松戸唯一のデパート 伊勢丹松戸店
来月21日閉店 43年の歴史に幕
松戸市唯一のデパートとして長年営業を続けてきた、伊勢丹松戸店が来月21日、閉店を迎える。同店では1月17日より「ご愛顧感謝ファイナルフェスタ」を開催中で、今月28日からはその第3弾として特別企画の催しやスペシャルセールなどが行われる。「日本一楽しい百貨店」を目指してきたという伊勢丹松戸店。その最後に向け「記憶と記録に残るフィナーレを迎えるべく走り抜ける」としている。【竹中 景太】
伊勢丹松戸店が開店したのは1974年4月。校舎の老朽化や常磐線の複々線化に伴う騒音等で問題となっていた松戸市立中部小学校を移転させた跡地に、店舗棟(地下2階、地上11階)と事務所棟(地下3階、地上20階)からなる、当時東京以北で最大級の規模の「松戸ビルヂング」が建設され、その店舗棟で伊勢丹松戸店は営業を開始した。

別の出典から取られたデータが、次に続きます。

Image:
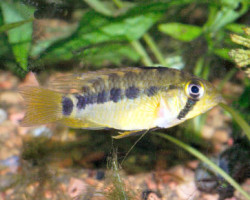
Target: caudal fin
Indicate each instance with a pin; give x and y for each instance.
(42, 106)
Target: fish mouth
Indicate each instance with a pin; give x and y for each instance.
(219, 99)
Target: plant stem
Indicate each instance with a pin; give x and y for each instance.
(154, 48)
(204, 159)
(236, 116)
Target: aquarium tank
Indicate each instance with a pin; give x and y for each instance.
(124, 99)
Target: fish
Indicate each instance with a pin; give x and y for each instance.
(131, 99)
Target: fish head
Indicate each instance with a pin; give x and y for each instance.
(198, 96)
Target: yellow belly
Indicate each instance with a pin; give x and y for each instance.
(137, 114)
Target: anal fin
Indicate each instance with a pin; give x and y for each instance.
(78, 123)
(128, 133)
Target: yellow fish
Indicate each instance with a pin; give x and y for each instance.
(127, 99)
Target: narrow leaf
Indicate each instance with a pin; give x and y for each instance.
(21, 36)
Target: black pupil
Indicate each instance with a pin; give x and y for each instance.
(194, 89)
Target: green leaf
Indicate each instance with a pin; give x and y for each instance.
(101, 7)
(224, 13)
(113, 53)
(7, 27)
(181, 32)
(95, 29)
(236, 28)
(223, 53)
(21, 36)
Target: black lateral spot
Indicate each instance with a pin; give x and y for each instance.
(151, 91)
(85, 89)
(102, 97)
(129, 76)
(67, 106)
(132, 92)
(81, 101)
(113, 77)
(91, 99)
(97, 83)
(115, 94)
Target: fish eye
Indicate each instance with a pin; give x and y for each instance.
(194, 89)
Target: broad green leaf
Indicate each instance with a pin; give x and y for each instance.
(236, 28)
(4, 51)
(224, 13)
(95, 29)
(101, 7)
(113, 53)
(181, 32)
(7, 27)
(21, 36)
(223, 53)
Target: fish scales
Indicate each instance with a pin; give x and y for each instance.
(124, 91)
(126, 99)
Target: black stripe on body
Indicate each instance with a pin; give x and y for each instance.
(132, 92)
(151, 91)
(81, 101)
(189, 106)
(67, 106)
(115, 94)
(102, 97)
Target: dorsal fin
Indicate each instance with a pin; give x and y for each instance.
(74, 83)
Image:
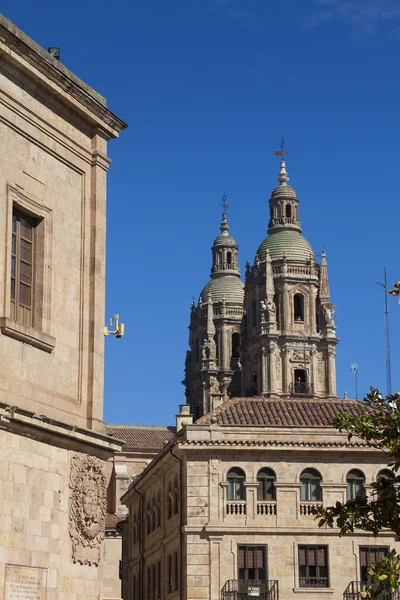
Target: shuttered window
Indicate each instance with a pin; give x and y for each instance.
(22, 267)
(368, 556)
(313, 566)
(252, 563)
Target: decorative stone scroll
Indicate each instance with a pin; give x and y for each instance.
(87, 508)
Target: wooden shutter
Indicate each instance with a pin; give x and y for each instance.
(241, 557)
(321, 557)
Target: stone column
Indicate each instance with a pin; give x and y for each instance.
(215, 566)
(264, 371)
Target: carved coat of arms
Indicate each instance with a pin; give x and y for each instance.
(87, 508)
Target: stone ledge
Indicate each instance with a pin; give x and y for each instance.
(27, 335)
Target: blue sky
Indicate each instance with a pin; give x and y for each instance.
(208, 88)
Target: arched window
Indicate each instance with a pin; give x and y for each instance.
(355, 484)
(298, 307)
(235, 345)
(310, 486)
(236, 479)
(253, 313)
(266, 484)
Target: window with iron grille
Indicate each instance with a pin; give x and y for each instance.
(313, 566)
(22, 267)
(252, 563)
(368, 556)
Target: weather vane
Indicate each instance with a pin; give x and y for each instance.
(282, 152)
(223, 202)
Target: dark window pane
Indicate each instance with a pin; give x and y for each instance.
(25, 272)
(24, 294)
(26, 250)
(26, 229)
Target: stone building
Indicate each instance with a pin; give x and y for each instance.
(225, 509)
(54, 131)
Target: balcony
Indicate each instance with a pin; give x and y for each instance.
(301, 389)
(354, 589)
(239, 589)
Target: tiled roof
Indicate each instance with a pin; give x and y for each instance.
(113, 520)
(142, 438)
(302, 412)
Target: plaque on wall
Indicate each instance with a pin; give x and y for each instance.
(25, 583)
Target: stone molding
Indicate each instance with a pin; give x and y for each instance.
(87, 508)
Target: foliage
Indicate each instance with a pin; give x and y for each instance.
(378, 427)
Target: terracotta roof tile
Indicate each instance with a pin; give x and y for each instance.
(293, 412)
(142, 437)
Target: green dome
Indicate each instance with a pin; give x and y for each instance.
(227, 287)
(288, 242)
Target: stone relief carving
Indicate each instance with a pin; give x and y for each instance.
(87, 508)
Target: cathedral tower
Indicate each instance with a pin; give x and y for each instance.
(212, 370)
(288, 334)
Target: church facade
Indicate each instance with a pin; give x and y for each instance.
(225, 511)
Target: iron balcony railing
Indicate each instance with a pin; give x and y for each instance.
(301, 389)
(241, 589)
(354, 589)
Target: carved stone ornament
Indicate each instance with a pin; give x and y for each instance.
(87, 508)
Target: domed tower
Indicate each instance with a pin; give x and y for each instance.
(288, 336)
(212, 370)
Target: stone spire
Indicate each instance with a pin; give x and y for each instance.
(324, 292)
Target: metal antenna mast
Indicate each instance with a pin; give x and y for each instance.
(387, 337)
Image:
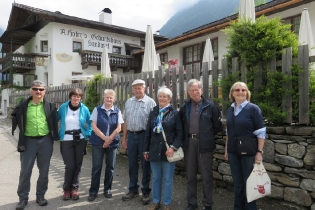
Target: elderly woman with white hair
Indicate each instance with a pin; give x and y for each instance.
(106, 125)
(165, 118)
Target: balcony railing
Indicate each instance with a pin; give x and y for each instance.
(89, 58)
(19, 62)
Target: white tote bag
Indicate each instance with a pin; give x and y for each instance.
(258, 183)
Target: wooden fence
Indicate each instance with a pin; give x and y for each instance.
(123, 89)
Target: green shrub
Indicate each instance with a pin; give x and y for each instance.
(92, 96)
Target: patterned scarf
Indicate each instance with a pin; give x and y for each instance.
(157, 124)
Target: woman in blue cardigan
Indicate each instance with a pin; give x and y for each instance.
(106, 124)
(245, 119)
(75, 129)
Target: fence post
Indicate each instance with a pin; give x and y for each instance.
(197, 71)
(181, 85)
(188, 72)
(287, 98)
(304, 82)
(225, 97)
(258, 74)
(205, 80)
(215, 77)
(174, 88)
(243, 72)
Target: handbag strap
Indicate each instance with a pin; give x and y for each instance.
(166, 144)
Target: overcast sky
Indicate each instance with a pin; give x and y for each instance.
(135, 14)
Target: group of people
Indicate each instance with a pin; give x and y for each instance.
(145, 125)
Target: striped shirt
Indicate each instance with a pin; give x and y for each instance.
(137, 112)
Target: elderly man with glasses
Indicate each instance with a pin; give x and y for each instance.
(37, 122)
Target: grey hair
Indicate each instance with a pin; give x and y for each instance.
(243, 84)
(193, 81)
(166, 91)
(109, 91)
(38, 83)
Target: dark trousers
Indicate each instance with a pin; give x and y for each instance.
(193, 158)
(72, 153)
(135, 149)
(41, 150)
(241, 167)
(97, 163)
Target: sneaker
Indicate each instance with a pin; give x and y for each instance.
(129, 196)
(154, 206)
(146, 198)
(167, 207)
(75, 194)
(41, 201)
(66, 195)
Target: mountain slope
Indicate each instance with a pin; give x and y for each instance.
(203, 12)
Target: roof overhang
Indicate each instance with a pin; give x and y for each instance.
(20, 31)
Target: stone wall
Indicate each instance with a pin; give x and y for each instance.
(289, 158)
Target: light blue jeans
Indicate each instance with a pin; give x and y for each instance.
(163, 169)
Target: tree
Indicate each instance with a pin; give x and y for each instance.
(92, 96)
(255, 44)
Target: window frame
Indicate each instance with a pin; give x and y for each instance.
(291, 19)
(42, 44)
(76, 49)
(193, 51)
(164, 57)
(116, 47)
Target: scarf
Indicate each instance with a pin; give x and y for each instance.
(157, 124)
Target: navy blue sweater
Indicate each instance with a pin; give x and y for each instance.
(245, 123)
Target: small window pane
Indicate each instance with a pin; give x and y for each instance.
(77, 46)
(44, 46)
(116, 50)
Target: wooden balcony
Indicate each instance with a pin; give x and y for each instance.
(126, 62)
(21, 63)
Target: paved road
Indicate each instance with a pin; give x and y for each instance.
(9, 175)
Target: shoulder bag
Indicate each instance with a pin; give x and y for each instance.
(245, 145)
(178, 154)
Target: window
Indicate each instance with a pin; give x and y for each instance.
(192, 54)
(75, 74)
(116, 50)
(44, 46)
(295, 23)
(163, 58)
(76, 47)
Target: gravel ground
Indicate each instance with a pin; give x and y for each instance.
(9, 162)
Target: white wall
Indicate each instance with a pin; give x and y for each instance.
(60, 38)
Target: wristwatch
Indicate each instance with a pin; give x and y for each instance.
(261, 151)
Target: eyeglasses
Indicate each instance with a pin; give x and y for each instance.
(38, 89)
(238, 90)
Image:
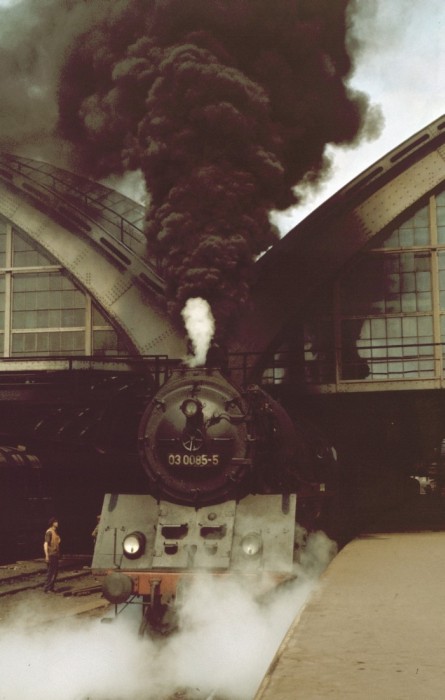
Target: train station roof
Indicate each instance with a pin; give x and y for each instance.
(312, 253)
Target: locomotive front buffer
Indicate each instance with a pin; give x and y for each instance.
(148, 551)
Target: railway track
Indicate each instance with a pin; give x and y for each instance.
(21, 589)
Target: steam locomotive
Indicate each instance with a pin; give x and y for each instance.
(229, 475)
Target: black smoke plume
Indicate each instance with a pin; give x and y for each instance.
(224, 105)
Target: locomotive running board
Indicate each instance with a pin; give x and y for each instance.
(256, 533)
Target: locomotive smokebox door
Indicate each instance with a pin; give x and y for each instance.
(193, 440)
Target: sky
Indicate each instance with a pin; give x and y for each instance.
(401, 68)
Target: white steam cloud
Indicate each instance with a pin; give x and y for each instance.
(225, 643)
(200, 325)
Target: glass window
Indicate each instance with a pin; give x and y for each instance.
(45, 300)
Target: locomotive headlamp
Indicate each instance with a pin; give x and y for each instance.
(191, 407)
(252, 544)
(134, 545)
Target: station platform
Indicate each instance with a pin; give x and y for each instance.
(373, 629)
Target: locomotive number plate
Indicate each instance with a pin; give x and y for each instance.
(176, 459)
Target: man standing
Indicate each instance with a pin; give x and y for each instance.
(51, 547)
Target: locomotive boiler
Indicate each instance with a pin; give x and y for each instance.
(229, 475)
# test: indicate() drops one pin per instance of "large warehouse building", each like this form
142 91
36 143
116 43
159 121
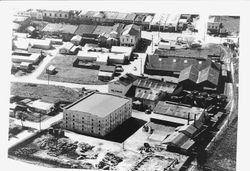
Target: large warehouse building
97 114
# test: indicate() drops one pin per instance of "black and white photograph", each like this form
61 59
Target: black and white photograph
108 85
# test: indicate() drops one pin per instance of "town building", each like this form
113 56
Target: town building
68 48
131 35
149 91
166 111
127 51
76 40
97 114
213 25
122 85
106 73
33 58
64 31
172 66
191 78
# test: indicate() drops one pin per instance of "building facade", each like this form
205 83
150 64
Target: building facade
97 114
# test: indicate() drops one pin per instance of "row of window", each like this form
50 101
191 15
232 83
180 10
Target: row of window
60 15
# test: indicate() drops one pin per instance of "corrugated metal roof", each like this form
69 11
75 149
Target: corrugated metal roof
85 29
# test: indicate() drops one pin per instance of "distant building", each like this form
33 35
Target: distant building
76 40
131 35
97 114
122 85
213 25
163 65
68 48
106 73
191 78
167 111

時代はちょうど高度経済成長期が終わりを告げた頃だが、オープン当初の賑わいは大変なもので、「えらい賑わいで活気があった」(地元商店主)という。
1995年に隣接する長崎屋跡地にビルを建設し新館を増床。地下1階、地上10階、売り場面積約1万3500平方mの新館と既存店を合わせると、それまでの1・5倍増の3万1200平方mとなり、当時の柏・高島屋とほぼ同程度の広さになった。その翌年には売上高を336億円まで伸ばしたが、その後は、消費者の購買行動の変化や同一地域内の競合環境が厳しくなったことなどにより売上が低下し、赤字が恒常化していた。2002年に松戸駅から伊勢丹松戸店まで続く道路「伊勢丹通り」が整備されたり、13年には伊勢丹松戸店で大規模なリモデルが行われたが、黒字化までには至らなかった。
昨年9月には、市が伊勢丹松戸店に市の施設を移し、約10年間でテナント料などとして約21億円を支出する案を市議会に提案したが認められず、この数日後、三越伊勢丹ホールディングスが松戸店の営業終了を発表した。
「ファイナルフェスタ」開催中
「43年間の感謝を込めて…」。伊勢丹松戸店では1月17日から閉店を迎える3月21日までの64日間、「ご愛顧感謝ファイナルフェスタ」を開催している。
フェスタは3部構成で、第1弾(1月17日~2月6日)では「最後の大北海道展」や「大九州展」、よさこいソーラン演舞、現在開催中の第2弾(2月7日~27日)では「最後の婦人雑貨大市」(22日で終了)や「リビングスペシャルセール」(23日で終了)などを実施している。
第3弾(2月28日~3月21日)では、会場に用意したチロルチョコを食べて包み紙をモザイクボードに貼り付け、世界最大の文章「Thank you!」を作成するという特別企画「お客さまとギネス世界記録Ⓡに挑戦」(3月3日・4日)や、歌手のクリスタル・ケイによるスペシャルライブ(3月4日午後4時~・観覧フリー)などの催しが予定されている。こうしたイベントのほか、特価品などの販売も行われており、「連日前年を大きく上回るお客さまにご来店いただいております」(同店)としている。